L’identité des morts est maintenant connue. En face de chaque numéro est indiqué un nom, un prénom, un âge, un pays. Des vies réduites à cela, une identité, somme d’informations minimales, rien de plus. En face de la date de naissance, on ajoutera la date de la mort. Des décoctions de vies, qui passent à côté de l’essentiel ; la joie ressentie en contemplant un reflet du soleil couchant dans la vitre sale de l’autocar, le souvenir d’un baiser dans un bruissement de feuillage, un regard saisi à la volée et que l’on n’oublie pas. Ces fulgurances qui dévoilent la beauté du monde, à arracher le cœur, ces myriades de possibilités qu’offre la vie à chaque instant sont désormais closes. Toutes ces vies, scellées en destins.

« Voici une lecture qui m’a marquée, à ton âge, Alma, et qui me semble toujours être d’actualité : Zum ewigen Frieden, Vers la paix perpétuelle.
(…)
– Et tu te souviens peut-être, poursuit Helga, songeuse, que pour Kant l’établissement de la paix universelle présuppose la reconnaissance d’un droit à l’hospitalité pour toute personne dont la vie est en danger dans son propre pays. »

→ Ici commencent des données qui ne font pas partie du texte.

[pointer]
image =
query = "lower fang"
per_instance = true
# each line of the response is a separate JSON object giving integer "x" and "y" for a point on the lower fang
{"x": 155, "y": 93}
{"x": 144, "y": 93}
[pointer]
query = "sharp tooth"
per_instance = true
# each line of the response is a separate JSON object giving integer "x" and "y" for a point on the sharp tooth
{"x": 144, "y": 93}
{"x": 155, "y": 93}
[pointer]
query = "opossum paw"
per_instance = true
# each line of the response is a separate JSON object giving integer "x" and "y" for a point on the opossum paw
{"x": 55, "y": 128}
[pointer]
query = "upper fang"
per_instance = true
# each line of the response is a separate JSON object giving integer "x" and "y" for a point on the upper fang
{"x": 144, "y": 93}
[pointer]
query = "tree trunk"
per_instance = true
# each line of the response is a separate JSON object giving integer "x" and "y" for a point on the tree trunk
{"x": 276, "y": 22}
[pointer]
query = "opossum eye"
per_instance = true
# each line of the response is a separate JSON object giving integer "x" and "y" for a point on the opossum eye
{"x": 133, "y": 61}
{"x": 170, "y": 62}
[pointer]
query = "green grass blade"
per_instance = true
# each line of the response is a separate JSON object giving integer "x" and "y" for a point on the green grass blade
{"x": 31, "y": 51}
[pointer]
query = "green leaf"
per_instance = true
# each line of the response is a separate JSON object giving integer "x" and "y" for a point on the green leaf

La chancelière semble détendue. Elle serre les mains, sourit pour des selfies. Un discours bon enfant, qui prend un tour sérieux quand elle évoque la crise des réfugiés. Elle répète : « Wir schaffen das ». Et insiste : « Dans cette situation, nous avons le devoir d’aider. » Elle dit aussi : « Celui qui vient pour de pures raisons économiques, il ne pourra pas rester. » En tant qu’Allemande de l’Est, elle rappelle l’année 1989, où les Hongrois, les premiers, ont laissé les citoyens de RDA fuir vers l’Ouest : « Il est difficile de voir que ceux qui ont, il y a vingt-six ans, ouvert pour nous les frontières, se comportent aujourd’hui très durement avec ceux qui ont fui manifestement sans autre choix. »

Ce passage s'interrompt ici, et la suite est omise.